Burial Ground, Kilbannivane, Co. Kerry
Co. Kerry |
Burial Grounds
A black iron gate set between two rendered piers still marks the entrance to Kilbannivane graveyard in County Kerry, suggesting a site that was once maintained with some care.
Step through it, however, and the contrast is immediate. The interior is so heavily overgrown that moving through it with any ease is close to impossible, the rubblestone enclosure wall crumbling in several places, particularly along the northern boundary.
A survey carried out by Laurence Dunne in 2012 recorded twenty-five tombs within the graveyard, many of them in poor, dilapidated, or collapsed condition. Dunne described the site as entirely neglected, the result of a sustained absence of basic maintenance. The enclosure itself, built in the dry rubblestone tradition common to Kerry, has suffered accordingly, its walls consumed by vegetation and sagging where foundations have shifted. The tombs, whatever their original form or inscription, are now largely obscured beneath the growth.

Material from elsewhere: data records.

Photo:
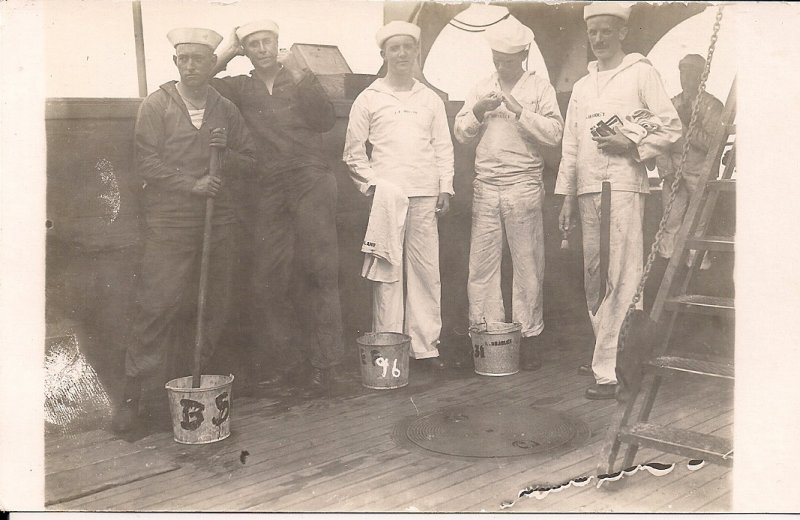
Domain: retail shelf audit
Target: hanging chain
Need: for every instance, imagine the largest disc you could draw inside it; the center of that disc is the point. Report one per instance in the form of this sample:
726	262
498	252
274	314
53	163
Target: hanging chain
675	182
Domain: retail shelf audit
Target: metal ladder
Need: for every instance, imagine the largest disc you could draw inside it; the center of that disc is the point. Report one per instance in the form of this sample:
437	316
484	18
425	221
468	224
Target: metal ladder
671	301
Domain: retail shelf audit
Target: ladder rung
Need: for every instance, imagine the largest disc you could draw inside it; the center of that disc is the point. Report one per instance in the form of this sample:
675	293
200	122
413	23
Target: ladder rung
712	243
722	184
700	304
682	442
700	367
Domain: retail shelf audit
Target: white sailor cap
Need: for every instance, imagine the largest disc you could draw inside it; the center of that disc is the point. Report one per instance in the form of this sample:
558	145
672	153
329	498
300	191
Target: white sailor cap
607	8
261	25
508	36
397	28
194	35
693	61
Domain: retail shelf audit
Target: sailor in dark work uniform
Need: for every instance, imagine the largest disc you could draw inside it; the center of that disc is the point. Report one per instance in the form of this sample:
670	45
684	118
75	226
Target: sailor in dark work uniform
175	130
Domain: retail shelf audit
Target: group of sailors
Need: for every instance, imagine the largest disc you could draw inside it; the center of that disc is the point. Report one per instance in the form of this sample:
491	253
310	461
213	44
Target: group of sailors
274	222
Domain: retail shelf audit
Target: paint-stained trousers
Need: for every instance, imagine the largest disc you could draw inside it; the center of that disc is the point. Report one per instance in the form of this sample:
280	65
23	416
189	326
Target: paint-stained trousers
166	302
418	314
624	271
514	212
295	307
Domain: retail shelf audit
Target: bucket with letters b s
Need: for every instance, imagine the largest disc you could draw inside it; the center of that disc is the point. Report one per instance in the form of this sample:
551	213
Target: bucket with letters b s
384	359
495	348
200	415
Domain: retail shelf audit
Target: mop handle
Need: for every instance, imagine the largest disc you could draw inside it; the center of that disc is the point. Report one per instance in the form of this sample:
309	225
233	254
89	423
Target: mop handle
204	261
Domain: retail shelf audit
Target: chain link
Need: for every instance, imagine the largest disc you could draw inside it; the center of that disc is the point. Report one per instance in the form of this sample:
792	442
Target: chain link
675	182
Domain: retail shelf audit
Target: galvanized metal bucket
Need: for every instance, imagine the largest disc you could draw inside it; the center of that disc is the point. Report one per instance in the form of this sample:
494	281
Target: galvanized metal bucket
384	359
495	348
200	415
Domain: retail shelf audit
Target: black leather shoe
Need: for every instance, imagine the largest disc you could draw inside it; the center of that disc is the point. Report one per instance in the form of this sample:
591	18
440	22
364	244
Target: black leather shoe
434	363
607	391
273	379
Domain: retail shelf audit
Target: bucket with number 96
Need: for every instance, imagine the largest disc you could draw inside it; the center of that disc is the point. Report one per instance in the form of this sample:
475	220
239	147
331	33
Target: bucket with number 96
384	359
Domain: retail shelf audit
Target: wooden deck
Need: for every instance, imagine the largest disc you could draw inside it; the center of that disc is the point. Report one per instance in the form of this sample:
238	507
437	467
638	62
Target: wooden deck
348	452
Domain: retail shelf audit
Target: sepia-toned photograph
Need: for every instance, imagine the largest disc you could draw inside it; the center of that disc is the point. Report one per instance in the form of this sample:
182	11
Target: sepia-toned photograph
408	257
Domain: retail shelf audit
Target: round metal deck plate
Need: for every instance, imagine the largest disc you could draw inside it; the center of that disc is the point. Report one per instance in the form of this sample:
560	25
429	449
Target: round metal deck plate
494	431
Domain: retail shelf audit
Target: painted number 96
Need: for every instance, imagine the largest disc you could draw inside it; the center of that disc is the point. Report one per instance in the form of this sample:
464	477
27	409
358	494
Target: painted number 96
384	363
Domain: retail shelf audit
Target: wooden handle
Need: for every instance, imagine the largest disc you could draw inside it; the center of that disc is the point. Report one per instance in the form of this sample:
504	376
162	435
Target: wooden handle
204	261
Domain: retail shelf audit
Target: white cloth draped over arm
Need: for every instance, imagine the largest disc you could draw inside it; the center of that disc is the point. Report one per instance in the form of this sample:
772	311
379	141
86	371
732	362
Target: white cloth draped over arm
654	97
442	148
355	150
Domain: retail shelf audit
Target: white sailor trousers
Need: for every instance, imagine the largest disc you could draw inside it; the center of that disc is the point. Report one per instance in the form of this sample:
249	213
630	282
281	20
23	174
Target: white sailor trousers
513	213
421	316
624	272
685	192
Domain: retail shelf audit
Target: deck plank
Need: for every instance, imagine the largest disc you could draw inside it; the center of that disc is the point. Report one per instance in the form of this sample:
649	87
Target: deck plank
342	453
555	470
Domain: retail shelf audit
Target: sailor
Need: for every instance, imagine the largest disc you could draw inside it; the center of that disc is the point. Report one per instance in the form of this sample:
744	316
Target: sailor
628	87
175	130
709	112
512	115
293	212
412	150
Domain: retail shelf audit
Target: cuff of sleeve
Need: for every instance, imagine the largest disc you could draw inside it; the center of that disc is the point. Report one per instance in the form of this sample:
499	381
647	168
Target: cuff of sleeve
364	187
473	125
446	186
186	182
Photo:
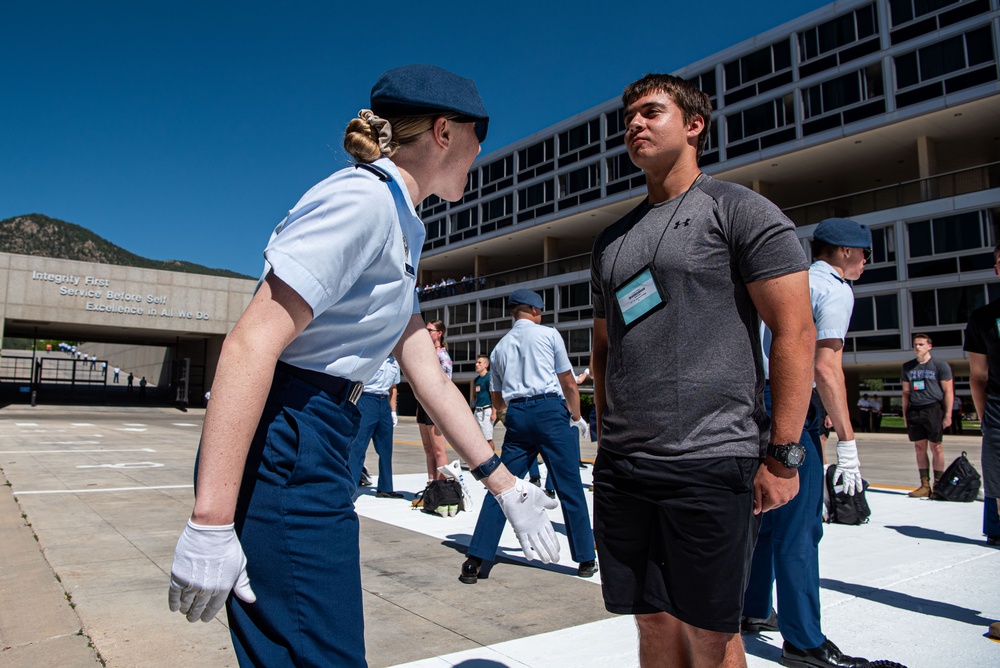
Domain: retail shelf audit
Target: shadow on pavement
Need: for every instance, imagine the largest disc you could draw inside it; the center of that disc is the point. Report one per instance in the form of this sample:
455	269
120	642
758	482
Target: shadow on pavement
906	602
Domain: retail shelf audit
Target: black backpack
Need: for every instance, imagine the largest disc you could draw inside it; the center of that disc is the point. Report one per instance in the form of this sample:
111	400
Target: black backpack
959	482
441	493
844	509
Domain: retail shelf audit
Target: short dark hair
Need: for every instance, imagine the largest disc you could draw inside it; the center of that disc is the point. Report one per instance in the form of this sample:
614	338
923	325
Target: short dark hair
690	99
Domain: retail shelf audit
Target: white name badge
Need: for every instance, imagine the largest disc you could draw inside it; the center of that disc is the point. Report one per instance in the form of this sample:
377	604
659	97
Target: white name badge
639	297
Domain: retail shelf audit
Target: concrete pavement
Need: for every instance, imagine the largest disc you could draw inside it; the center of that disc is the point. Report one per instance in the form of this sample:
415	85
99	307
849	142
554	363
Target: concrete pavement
107	491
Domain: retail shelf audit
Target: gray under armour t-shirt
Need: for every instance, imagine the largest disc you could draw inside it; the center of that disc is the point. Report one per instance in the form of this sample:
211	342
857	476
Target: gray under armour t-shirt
687	380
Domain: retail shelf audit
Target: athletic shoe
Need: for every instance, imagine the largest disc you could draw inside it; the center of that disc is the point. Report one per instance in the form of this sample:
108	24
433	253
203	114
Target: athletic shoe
587	569
826	655
470	570
751	625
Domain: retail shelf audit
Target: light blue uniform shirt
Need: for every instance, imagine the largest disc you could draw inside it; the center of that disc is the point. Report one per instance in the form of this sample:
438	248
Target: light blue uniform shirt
832	302
526	361
350	249
383	380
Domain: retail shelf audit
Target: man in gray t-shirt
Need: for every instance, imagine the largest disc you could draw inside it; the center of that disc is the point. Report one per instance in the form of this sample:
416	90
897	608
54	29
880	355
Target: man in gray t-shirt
678	285
928	394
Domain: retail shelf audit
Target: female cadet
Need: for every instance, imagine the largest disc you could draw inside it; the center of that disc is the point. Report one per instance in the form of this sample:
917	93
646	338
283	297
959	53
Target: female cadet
274	507
433	440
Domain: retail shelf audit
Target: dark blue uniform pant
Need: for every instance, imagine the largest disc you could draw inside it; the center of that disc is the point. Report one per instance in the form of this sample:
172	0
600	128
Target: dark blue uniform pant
296	521
376	425
787	550
533	426
991	518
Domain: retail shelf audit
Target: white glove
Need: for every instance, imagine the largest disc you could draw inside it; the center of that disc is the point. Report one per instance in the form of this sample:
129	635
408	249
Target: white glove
525	506
848	467
208	564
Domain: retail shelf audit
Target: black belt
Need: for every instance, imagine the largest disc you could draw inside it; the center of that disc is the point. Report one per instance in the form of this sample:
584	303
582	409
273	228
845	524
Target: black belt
339	389
547	395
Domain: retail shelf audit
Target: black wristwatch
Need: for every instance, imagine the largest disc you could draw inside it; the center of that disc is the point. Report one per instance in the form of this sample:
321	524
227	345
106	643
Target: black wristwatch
486	468
790	455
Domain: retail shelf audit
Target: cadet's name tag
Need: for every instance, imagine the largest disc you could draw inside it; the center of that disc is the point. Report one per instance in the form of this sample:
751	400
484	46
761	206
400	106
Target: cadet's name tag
638	297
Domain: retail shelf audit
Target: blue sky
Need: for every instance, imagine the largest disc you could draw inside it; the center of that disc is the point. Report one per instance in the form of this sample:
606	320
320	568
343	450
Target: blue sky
185	130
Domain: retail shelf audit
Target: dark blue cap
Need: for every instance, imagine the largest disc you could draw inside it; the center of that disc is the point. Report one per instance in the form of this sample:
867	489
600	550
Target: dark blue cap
426	90
526	297
843	232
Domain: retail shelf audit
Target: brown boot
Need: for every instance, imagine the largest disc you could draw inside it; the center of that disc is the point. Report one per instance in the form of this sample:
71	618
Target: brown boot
923	491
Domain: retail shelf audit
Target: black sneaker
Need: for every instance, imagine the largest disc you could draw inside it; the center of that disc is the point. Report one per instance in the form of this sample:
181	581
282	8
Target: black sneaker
750	625
470	570
826	655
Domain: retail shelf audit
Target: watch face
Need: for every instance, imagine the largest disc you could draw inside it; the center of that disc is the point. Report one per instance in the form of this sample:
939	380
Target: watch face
796	455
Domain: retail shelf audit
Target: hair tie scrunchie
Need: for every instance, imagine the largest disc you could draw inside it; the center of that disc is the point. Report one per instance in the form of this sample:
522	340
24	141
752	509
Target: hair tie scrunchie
380	126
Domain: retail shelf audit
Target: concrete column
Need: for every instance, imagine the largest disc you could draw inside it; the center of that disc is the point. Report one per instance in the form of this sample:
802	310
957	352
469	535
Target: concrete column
481	266
927	164
550	251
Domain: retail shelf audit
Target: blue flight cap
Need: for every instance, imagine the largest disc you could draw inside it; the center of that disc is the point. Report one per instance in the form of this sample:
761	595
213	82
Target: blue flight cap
526	297
843	232
425	90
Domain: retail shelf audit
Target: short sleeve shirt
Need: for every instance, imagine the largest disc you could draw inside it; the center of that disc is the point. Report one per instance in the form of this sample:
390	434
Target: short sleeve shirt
687	381
350	249
832	301
527	360
482	388
982	335
925	381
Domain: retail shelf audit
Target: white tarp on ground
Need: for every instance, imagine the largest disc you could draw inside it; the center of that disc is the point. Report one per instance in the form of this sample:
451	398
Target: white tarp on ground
917	585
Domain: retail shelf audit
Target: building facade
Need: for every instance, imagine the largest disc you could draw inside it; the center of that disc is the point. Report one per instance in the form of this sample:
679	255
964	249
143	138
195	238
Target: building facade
887	112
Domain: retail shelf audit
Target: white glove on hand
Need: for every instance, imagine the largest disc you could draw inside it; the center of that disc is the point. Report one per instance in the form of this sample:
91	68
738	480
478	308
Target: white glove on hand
525	506
848	467
208	564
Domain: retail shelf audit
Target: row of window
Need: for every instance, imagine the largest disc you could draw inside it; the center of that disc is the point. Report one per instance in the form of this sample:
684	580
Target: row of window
937	69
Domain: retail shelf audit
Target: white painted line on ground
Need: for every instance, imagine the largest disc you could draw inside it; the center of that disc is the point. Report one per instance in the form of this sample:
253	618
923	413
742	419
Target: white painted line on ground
122	465
105	489
52	452
68	442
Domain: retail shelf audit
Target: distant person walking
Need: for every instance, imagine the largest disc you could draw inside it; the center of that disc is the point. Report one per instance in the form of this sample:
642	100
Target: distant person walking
928	394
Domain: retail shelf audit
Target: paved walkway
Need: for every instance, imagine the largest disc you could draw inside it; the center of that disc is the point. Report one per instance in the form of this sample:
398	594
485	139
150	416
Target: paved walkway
97	497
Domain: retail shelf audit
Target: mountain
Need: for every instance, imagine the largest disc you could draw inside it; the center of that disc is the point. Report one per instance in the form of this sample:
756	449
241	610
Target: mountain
35	234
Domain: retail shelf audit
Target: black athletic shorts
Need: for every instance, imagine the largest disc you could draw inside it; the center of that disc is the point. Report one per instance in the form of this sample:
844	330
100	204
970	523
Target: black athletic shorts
423	417
676	537
924	423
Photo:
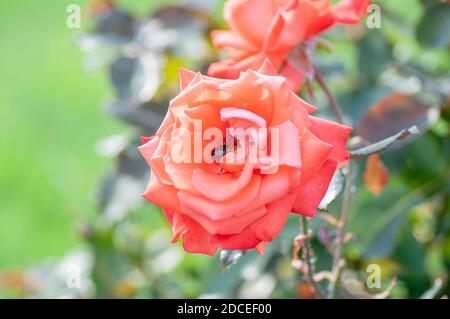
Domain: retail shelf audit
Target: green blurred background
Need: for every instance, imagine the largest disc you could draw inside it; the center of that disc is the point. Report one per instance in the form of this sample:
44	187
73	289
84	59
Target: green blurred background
51	117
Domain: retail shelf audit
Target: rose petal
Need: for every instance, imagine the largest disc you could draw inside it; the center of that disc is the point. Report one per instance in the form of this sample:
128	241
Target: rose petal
313	190
334	134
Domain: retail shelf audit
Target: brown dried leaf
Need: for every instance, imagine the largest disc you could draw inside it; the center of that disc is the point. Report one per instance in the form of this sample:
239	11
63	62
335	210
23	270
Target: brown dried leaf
376	174
392	114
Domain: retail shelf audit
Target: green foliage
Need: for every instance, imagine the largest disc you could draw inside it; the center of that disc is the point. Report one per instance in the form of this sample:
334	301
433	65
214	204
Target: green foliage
53	119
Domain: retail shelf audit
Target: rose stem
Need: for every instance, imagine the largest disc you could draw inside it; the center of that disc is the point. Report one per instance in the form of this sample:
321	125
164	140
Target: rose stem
333	102
338	263
310	275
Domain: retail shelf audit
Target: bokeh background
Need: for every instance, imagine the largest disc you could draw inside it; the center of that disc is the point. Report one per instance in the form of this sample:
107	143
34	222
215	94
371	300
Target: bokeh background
73	103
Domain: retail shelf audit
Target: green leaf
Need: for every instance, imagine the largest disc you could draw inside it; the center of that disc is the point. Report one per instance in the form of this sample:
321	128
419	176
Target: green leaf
434	28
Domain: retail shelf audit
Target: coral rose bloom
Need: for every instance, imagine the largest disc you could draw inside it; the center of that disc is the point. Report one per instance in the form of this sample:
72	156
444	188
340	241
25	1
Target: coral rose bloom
272	28
243	204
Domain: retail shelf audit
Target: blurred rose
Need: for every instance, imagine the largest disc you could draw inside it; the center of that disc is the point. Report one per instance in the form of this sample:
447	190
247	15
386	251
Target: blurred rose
262	29
216	202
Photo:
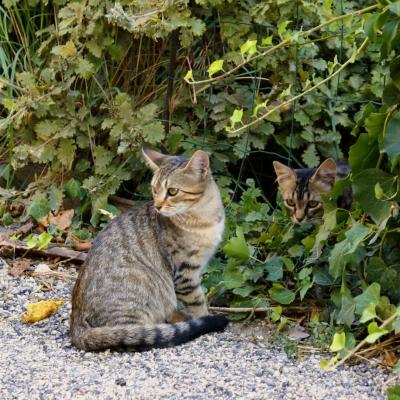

For anyone making their way to Kilbannivane, the gate remains the clearest point of orientation, though the difficulty of moving through the interior, noted over a decade ago, is unlikely to have improved with time. The northern wall in particular was identified as the most deteriorated section of the boundary, and the dense overgrowth throughout makes close inspection of individual monuments a slow and careful business.